Riformare la legge Basaglia?
A quasi 35 anni dalla chiusura dei manicomi in Italia si avanza la necessità di una riforma della legge 180 per l’assistenza psichiatrica, più nota come legge Basaglia. Al centro di accese polemiche la proposta avanzata in tal senso che sarebbe, secondo i professionisti del settore, piuttosto una contro-riforma comportando un possibile ritorno alla restrizione della libertà e della dignità personale dei pazienti psichiatrici.
“La malattia mentale non esiste” è una delle provocatorie affermazioni di Franco Basaglia, sostenitore degli effetti iatrogeni dei sistemi reclusivi manicomiali e autore della legge 180, nota appunto come legge Basaglia. Tale legge dal ‘78 disciplina l’assistenza psichiatrica in Italia avendo portato alla chiusura dei manicomi, al reinserimento dei pazienti psichiatrici entro le famiglie e la società civile e alla territorializzazione dei servizi sanitari per la Salute Mentale. Una legge ritenuta esemplare dalla stesso Organizzazione Mondiale della Sanità e che dal ’78 a oggi ha ispirato molti dei provvedimenti presi da altri Paesi europei. Nessuna legge è perfetta, certo, e anche la 180, nelle sue applicazioni, non è stata esente da problemi, vediamo però perché la proposta di riforma della legge Basaglia recentemente avanzata suscita molte polemiche.

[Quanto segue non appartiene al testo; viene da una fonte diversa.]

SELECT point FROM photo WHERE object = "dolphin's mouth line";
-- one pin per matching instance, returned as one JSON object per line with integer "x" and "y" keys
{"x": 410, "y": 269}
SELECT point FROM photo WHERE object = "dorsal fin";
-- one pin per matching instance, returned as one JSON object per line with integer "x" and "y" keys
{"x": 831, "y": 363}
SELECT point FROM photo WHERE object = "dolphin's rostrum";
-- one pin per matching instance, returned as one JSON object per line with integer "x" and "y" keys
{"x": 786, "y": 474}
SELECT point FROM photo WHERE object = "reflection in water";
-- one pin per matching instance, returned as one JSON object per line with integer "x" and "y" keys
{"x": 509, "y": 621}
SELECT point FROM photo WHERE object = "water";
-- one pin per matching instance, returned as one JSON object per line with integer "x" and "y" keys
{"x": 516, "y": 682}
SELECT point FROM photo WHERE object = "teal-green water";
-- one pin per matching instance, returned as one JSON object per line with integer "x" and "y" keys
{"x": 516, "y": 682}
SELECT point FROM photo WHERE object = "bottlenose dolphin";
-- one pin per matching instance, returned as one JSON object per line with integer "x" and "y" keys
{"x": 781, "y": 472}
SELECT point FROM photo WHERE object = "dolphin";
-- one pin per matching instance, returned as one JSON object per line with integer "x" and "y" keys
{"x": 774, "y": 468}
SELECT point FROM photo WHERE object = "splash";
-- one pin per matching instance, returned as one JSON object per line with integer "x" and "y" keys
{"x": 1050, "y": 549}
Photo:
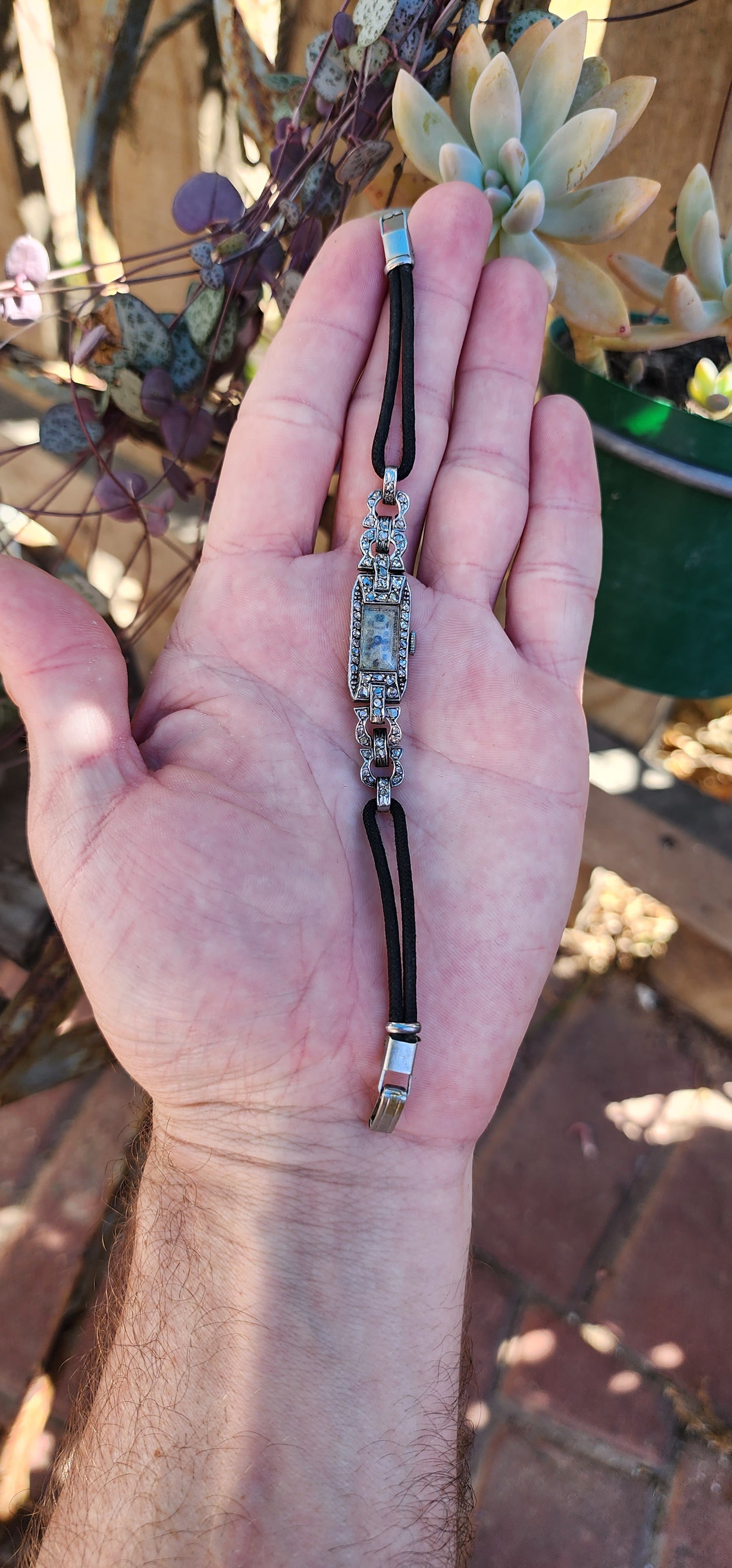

Legge Basaglia: riforma o controriforma?
La proposta di riforma della legge Basaglia presentata recentemente alle Camere dall’On. Carlo Ciccioli non piace, non convince e anzi è ormai al centro di accese polemiche principalmente perché, fra i vari aspetti, prevederebbe alcune modifiche relative alle disposizioni per i TSO (trattamenti sanitari obbligatori) e a possibili trattamenti sanitari obbligatori extraospedalieri lesivi della libertà e della dignità del paziente riproponendo, in altre parole, quegli stessi principi coercitivi e reclusivi che ispiravano proprio l’antico assetto manicomiale che la legge Basaglia aveva consentito di abolire.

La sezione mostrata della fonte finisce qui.